In [None]:
import numpy
import torch

import matplotlib.pyplot as plt

## Tinkering with envs, rendering and ui control

In [None]:
import gym
from gym import ObservationWrapper

from numpy.random import default_rng

human mode rendered that measures the wall-time it took to draw.

In [None]:
import time

def render(env):
    """Render and return the time (in ms.) it took, or
    zero if the rendered is closed.
    """
    mark = time.monotonic()
    if not env.render(mode='human'):
        return 0.

    return time.monotonic() - mark

Simple Keyboard control for pyglet windows

In [None]:
from pyglet.window import key, Window

class SimpleUIControl:
    """A bare-bones keyboard event handler for pyglet UI."""

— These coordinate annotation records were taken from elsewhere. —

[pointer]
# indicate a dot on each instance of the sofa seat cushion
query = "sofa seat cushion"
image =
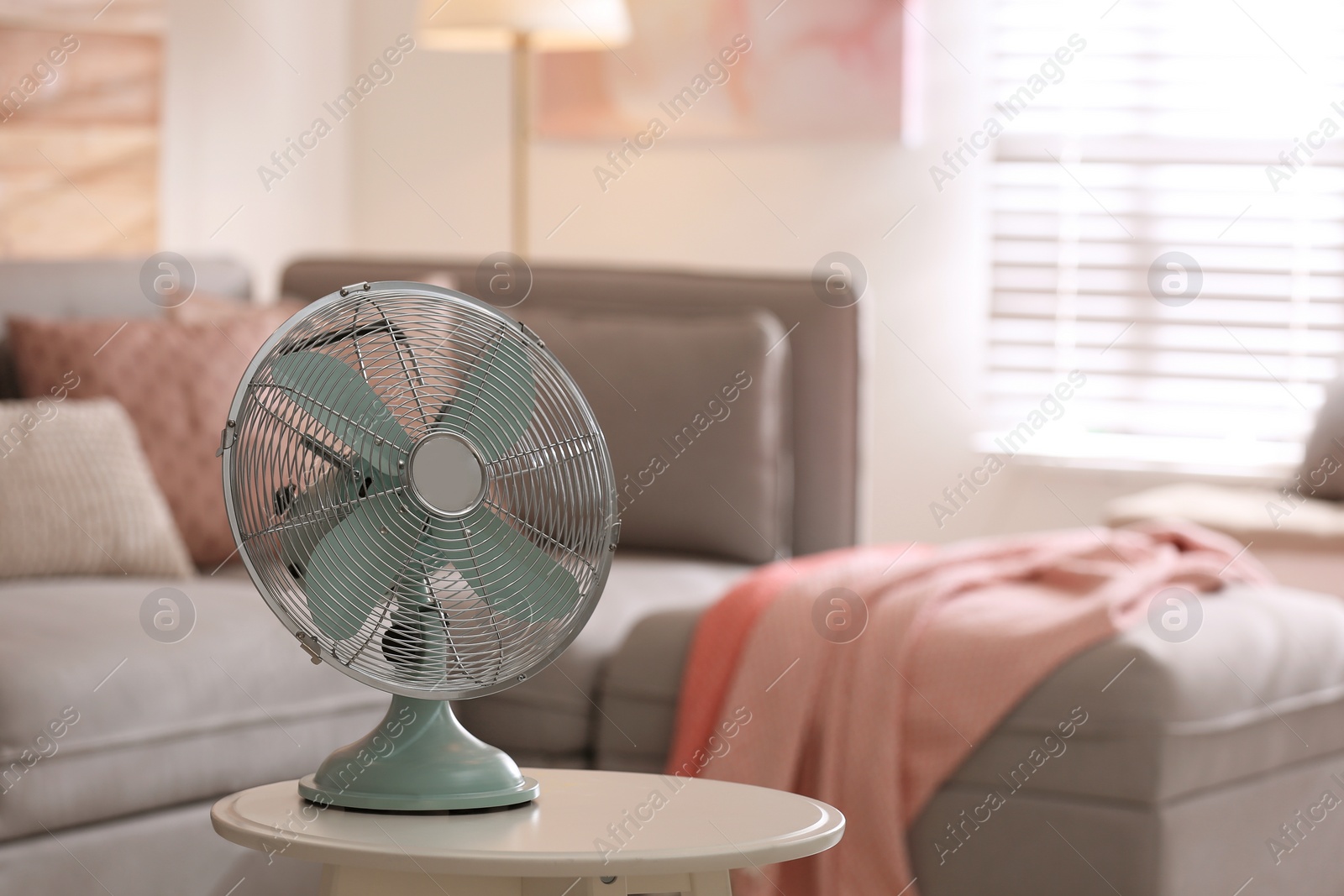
(1267, 517)
(555, 711)
(98, 719)
(1258, 687)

    action, pause, waiting, dream = None, False, False, False
    def __init__(self, keymap):
        self.KEYMAP = keymap

    def on_key_press(self, symbol, modifiers):
        if symbol == key.SPACE:
            self.pause = not self.pause
            return

        if symbol == key.P:
            self.dream = not self.dream
            return

        if symbol in self.KEYMAP and not self.waiting:
            self.action, self.waiting = symbol, True
            return

    def on_key_release(self, symbol, modifiers):
        if symbol in self.KEYMAP and self.waiting:
            self.action, self.waiting = None, False
            return
    
    def register(self, window):
        assert isinstance(window, Window)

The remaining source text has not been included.